While the LOCKSS software has always fundamentally been a web preservation system, it has largely evolved in parallel with the tools and approaches of the larger web archiving community. However, a major re-architecture effort is currently underway that will bring the two into much closer alignment. The LOCKSS software is incorporating many of the technologies used by the web archiving community as it is re-implemented as a set of modular web services. The increased participation of LOCKSS in the broader community should bolster sustainability, but a more promising possibility is for cross-pollination of technical capabilities, with metadata extraction a component of probable interest to many web archiving initiatives.
This presentation will detail the capabilities of the LOCKSS plugin architecture, with examples of how it has been applied for LOCKSS use cases, how it will work as a standalone web service, and discussion with the audience of where and how such capabilities might be applied for broader web archiving use cases.
Nicholas will participate in the panel Collaborative, selective, contemporary: lessons and outcomes from new web archiving forays focused on China and Japan.
Here is the abstract:
A reasonable assessment of web archiving efforts focused on China and Japan suggests that the level of collecting is not commensurate with the prominence of Chinese and Japanese web content broadly. Mandarin Chinese is the second-most common language of world internet users; Japanese is the seventh. The distribution of the languages of websites is dominated by English, with other languages in the long-tail, but Mandarin Chinese and Japanese are both in the top nine languages, representing 2% and 5.1% of websites respectively.
Meanwhile, the number of web archiving efforts focused on China and Japan is comparatively modest. The community-maintained list of web archiving initiatives highlights only three (out of 85) efforts focused on China or Japan. A search for “china” or “chinese” on the Archive-It portal yielded 56 collections (out of 4,846); a search for “japan” or “japanese” yielded 43 – 1% or less of Archive-It collections for both.
Recognizing the opportunity for more selective archiving of Chinese and Japanese web content, the Stanford East Asia Library has over the last several years led efforts to curate two major new collections, documenting Chinese civil society and contemporary Japanese affairs, respectively. This panel will discuss the particular motivations and impact of these collecting efforts, as well as address the following questions of more general interest to web archive curation practice:
- How can collaboration with researchers inform web content collecting efforts?

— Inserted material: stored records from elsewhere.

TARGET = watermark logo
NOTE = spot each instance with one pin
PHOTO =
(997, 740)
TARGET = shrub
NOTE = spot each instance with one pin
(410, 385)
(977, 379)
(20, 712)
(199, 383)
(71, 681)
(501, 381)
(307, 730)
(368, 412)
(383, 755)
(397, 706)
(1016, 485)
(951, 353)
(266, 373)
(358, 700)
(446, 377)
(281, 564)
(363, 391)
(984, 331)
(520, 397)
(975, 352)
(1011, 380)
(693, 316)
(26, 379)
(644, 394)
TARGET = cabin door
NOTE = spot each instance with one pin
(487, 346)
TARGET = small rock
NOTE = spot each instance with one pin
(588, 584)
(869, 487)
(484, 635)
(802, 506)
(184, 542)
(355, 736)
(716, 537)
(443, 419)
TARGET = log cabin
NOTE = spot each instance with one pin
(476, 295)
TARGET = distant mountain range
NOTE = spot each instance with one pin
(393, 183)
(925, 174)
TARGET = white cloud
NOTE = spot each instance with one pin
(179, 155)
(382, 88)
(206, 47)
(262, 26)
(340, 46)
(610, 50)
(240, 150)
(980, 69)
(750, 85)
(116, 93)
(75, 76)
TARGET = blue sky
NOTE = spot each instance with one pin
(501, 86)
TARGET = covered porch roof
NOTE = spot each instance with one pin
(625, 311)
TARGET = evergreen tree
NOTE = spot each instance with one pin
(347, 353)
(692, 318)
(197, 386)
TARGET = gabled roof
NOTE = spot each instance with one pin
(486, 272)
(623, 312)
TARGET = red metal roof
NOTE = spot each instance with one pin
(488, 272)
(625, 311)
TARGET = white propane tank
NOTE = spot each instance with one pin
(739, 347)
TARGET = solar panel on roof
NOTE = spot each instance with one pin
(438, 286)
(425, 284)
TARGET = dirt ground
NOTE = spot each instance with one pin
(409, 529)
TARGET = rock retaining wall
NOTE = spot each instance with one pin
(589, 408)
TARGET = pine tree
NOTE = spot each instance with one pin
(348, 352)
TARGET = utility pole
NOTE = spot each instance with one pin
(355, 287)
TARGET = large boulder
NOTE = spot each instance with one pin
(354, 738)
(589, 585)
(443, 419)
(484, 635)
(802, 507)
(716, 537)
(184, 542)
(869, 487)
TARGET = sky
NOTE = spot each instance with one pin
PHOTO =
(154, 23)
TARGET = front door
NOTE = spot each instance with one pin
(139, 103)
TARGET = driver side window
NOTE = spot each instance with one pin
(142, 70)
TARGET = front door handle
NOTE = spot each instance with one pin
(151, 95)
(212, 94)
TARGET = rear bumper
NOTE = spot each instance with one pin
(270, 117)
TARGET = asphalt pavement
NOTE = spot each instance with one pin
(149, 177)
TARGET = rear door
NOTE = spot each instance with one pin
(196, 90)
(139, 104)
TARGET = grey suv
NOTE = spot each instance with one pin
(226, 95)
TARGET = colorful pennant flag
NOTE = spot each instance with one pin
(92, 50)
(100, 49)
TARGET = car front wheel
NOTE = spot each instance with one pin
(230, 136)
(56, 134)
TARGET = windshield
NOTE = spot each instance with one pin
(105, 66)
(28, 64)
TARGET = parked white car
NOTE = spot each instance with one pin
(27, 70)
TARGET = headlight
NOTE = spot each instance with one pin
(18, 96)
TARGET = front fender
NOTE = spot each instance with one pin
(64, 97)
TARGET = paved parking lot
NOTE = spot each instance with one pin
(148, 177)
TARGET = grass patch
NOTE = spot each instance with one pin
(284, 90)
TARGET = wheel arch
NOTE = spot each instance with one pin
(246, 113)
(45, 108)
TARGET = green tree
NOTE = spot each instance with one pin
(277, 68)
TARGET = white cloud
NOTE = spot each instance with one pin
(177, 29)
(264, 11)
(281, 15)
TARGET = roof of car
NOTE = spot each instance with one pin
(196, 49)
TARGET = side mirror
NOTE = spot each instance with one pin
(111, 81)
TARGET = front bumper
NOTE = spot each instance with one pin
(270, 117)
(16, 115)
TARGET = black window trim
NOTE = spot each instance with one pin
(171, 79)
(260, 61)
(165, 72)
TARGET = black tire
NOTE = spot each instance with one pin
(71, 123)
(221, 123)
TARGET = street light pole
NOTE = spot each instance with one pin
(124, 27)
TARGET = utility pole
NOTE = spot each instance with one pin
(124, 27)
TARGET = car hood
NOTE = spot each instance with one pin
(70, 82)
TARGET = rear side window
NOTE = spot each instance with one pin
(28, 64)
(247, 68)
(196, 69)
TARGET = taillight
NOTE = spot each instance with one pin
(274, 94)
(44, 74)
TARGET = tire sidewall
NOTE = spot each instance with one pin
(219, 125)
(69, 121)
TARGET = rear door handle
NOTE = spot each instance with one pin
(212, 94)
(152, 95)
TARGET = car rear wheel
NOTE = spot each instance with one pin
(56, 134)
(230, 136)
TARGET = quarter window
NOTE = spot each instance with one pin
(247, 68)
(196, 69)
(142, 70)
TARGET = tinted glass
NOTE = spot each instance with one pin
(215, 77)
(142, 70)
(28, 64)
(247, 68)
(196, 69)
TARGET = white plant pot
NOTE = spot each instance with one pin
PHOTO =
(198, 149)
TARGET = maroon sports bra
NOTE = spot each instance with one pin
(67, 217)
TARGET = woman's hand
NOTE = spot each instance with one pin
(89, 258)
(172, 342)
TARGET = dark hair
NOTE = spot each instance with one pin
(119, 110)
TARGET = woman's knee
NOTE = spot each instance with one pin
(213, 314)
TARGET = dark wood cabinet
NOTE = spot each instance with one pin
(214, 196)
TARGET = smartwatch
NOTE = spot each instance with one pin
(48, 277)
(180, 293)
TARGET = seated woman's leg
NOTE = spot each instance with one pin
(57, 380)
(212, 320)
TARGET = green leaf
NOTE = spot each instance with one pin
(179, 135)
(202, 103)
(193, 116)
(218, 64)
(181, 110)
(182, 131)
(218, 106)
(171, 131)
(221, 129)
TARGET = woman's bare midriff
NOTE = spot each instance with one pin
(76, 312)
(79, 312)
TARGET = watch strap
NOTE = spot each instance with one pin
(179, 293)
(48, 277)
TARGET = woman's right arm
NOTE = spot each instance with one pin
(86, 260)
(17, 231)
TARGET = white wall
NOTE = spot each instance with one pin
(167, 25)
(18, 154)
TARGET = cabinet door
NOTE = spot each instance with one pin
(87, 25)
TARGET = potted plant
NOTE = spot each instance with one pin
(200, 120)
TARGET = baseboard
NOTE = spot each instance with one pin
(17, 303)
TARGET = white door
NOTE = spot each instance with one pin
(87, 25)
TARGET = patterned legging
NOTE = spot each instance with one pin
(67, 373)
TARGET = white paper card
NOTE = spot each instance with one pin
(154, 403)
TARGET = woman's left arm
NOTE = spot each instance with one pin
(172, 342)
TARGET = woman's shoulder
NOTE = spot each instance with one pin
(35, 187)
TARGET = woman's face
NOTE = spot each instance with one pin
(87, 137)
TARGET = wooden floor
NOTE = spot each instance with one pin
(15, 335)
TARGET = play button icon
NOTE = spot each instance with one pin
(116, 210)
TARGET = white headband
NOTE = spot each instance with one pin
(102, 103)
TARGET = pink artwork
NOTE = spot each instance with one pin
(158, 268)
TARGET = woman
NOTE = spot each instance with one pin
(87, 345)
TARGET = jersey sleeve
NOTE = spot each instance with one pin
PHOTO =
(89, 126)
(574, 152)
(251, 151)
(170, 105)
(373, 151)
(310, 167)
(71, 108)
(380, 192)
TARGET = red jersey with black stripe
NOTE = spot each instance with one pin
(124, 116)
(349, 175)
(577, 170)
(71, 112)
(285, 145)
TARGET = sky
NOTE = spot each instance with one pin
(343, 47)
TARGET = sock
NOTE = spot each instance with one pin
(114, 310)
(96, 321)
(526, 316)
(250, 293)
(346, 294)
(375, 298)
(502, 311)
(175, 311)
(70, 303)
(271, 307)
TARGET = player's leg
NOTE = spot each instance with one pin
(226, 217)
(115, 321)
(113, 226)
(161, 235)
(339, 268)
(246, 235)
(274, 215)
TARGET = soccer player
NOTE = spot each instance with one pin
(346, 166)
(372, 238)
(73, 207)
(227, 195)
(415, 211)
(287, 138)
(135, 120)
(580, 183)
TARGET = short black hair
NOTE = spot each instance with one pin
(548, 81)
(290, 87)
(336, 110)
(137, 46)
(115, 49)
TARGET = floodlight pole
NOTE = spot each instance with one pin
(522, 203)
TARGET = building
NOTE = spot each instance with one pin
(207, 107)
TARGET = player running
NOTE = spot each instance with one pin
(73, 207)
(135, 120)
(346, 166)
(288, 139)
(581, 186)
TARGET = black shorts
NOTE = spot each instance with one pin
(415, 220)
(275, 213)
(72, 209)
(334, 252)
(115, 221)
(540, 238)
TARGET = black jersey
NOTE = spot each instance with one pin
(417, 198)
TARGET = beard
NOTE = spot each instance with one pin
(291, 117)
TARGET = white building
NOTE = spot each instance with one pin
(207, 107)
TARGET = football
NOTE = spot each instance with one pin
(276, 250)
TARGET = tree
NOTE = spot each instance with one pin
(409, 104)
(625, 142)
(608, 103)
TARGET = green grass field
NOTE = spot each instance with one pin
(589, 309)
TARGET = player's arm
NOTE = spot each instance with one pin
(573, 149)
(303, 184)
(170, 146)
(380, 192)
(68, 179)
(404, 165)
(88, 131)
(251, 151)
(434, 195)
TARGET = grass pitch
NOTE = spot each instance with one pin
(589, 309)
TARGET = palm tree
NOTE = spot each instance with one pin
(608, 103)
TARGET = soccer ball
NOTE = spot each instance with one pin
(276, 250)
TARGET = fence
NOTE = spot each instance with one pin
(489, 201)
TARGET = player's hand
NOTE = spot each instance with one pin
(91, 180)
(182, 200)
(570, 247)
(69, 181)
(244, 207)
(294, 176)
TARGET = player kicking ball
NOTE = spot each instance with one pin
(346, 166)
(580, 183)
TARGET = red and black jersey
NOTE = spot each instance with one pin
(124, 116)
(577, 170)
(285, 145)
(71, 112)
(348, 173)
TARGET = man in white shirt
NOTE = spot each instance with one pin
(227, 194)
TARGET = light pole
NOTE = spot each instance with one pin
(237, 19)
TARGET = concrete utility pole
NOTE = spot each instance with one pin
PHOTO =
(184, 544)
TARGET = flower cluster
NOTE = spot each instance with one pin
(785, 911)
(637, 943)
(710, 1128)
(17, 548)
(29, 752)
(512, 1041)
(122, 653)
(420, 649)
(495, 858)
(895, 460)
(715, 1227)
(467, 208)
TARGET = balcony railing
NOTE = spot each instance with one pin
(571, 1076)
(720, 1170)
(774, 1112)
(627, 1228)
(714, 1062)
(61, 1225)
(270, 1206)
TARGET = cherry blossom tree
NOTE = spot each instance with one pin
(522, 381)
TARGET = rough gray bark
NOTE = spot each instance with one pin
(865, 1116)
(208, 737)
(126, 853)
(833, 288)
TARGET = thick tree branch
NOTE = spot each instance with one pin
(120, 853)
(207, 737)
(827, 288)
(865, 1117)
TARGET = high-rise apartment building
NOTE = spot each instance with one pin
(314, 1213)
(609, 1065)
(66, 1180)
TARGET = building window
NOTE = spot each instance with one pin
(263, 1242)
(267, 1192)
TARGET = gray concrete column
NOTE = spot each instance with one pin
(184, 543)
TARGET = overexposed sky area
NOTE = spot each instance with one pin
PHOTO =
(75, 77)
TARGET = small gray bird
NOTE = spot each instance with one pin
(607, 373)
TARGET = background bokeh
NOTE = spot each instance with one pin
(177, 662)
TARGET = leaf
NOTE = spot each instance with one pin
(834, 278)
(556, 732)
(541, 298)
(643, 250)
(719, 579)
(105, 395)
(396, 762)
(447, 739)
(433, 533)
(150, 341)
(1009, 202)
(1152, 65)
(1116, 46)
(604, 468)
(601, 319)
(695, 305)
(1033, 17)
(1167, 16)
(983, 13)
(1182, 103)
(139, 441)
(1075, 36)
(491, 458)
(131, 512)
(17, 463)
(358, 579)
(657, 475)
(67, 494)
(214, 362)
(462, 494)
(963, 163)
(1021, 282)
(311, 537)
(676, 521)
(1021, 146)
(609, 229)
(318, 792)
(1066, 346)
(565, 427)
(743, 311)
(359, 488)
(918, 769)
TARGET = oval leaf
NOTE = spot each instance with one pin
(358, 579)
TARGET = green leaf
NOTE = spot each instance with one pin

- What role do content creators themselves play in facilitating web content collecting efforts?
- How can coordination with and consideration of other institutions’ web content collecting efforts inform local collecting?
- What challenges — in terms of communications, funding, metadata, policy, quality assurance, staffing, workflow — are entailed in undertaking a new web archiving initiative and how can they be addressed?
- How is web content collecting continuous or discontinuous with the kinds of collecting that libraries have traditionally engaged in?
- Apart from these questions of curatorial concern, this panel will also detail technical aspects of the two projects, including quality assurance observations and how Stanford Libraries has managed the collections through a hybrid infrastructure consisting of Archive-It, the Stanford Digital Repository, a local OpenWayback instance, and Blacklight-based discovery and exhibits platforms.